Saat Mensos Risma vs Mahasiswa Debat Sengit soal Bansos di Lombok Timur

jatimtimes.com | Nasional | Published at Kamis, 14 Oktober 2021 - 09:09
Saat Mensos Risma vs Mahasiswa Debat Sengit soal Bansos di Lombok Timur

JATIMTIMES - Menteri Sosial Tri Rismaharini atau yang akrab disapa Risma kembali menjadi sorotan. Pasalnya, Risma dikabarkan debat sengit dengan 2 orang yang diduga aktivis mahasiswa di Lombok Timur pada Rabu, (13/11/2021).

Risma mengunjungi Lombok Timur untuk menindaklanjuti laporan terkait penyaluran bantuan sosial (bansos) di NTB. Peristiwa itu pun terekam kamera dan beredar di media sosial.

Dalam video yang beredar, tampak Risma dikerubungi petugas dan masyarakat sekitar. Risma lalu berdebat dengan beberapa warga diduga mahasiswa terkait kedatangannya di Lombok Timur.

"Ini Lombok Timur bu, kami menyampaikan fakta, kami tahu sengkarut bansos di sini. Ini tempat oknum supplyer, kenapa ibu ke sini?" ujar seseorang di video itu.

"Kamu jangan fitnah aku ya. Dengerin, kamu berhak ngomong, aku juga berhak ngomong," jawab Risma dengan nada tinggi.

Risma tidak tahu bahwa tempat yang ia datangi itu adalah tempat supplyer bansos. Ia juga tidak tahu terkait oknum bansos yang dituduhkan oleh warga tersebut.

"Kalau bukan niat baik saya, ngapain saya ke sini, saya tidak tahu ini supplyer atau tidak, saya menteri tidak ngurus itu," kata Risma lagi.

Risma juga meminta 2 orang tersebut untuk memberikan data jika memang ada kecurangan dalam penyaluran bansos di NTB.

"Kalau Anda mau perjuangkan, silahkan, datanya saya tunggu," tutur Risma.

Dari konfirmasi yang dikutip melalui CNN Indonesia, 2 orang yang mengatasnamakan mahasiswa itu mendatangi Risma di tempat pemasok Bantuan Pangan Non Tunai (BNPT) di Lombok Timur. Sekelompok mahasiswa itu lantas menyampaikan kritik pada Risma karena bansos tidak tepat sasaran dan banyak oknum di NTB.

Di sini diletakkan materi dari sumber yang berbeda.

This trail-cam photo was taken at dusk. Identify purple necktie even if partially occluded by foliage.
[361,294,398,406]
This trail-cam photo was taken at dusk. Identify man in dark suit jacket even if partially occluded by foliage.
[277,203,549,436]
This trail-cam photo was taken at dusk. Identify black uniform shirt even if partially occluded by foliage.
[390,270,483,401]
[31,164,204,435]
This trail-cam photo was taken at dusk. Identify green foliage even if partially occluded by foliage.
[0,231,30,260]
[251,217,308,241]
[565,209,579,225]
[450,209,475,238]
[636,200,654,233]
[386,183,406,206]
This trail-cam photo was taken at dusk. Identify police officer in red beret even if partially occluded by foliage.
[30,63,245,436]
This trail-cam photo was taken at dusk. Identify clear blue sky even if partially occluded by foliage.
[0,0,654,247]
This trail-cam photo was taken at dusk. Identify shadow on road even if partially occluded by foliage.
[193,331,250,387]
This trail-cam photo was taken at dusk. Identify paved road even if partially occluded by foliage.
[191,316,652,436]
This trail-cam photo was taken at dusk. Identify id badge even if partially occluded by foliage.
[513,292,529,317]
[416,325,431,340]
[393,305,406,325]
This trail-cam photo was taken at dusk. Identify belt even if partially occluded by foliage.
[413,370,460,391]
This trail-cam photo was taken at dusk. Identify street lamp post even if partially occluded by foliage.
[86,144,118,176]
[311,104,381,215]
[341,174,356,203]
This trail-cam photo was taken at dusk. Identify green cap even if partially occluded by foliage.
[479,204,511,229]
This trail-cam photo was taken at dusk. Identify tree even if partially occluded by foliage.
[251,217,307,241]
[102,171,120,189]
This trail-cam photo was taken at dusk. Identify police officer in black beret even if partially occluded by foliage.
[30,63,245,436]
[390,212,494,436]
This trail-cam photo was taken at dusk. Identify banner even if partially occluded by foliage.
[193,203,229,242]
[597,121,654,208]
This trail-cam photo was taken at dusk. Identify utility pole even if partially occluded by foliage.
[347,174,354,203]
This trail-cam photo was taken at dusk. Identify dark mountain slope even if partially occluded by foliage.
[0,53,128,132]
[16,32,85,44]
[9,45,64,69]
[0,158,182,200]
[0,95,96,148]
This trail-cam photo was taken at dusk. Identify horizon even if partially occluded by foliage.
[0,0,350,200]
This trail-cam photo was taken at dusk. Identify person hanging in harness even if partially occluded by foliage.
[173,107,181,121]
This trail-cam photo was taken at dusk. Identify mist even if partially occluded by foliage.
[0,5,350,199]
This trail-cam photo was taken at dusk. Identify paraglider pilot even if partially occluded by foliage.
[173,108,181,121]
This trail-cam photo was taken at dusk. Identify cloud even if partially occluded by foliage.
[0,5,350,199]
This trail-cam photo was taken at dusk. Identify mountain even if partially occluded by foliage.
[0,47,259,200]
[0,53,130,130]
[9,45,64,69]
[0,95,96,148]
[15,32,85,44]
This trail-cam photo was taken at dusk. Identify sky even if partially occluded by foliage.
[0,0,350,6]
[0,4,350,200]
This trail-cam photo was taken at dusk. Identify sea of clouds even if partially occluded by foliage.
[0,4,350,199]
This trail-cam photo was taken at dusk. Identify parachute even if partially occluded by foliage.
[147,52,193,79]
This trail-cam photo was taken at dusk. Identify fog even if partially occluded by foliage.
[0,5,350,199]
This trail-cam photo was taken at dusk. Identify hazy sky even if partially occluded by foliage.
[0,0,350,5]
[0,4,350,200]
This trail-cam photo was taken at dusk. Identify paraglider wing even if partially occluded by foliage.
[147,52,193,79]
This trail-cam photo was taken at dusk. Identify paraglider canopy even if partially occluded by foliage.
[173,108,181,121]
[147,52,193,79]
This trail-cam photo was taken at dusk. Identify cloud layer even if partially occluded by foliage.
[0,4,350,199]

"Tiba-tiba seperti itu langsung teriak-teriak ke Ibu Risma," kata sumber yang tidak mau disebutkan namanya.

Diketahui, Risma melakukan kunjungan kerja di Lombok Timur untuk melakukan pemadanan Data Terpadu Kesejahteraan Sosial (DTKS), monitoring, dan evaluasi penyaluran bansos. Dalam kunjungan kerja itu, Risma menemukan masih banyak bansos Program Keluarga Harapan (PKH) yang ternyata belum tersalurkan karena kesulitan mengakses bantuan, rekening terblokir, hingga saldo kosong.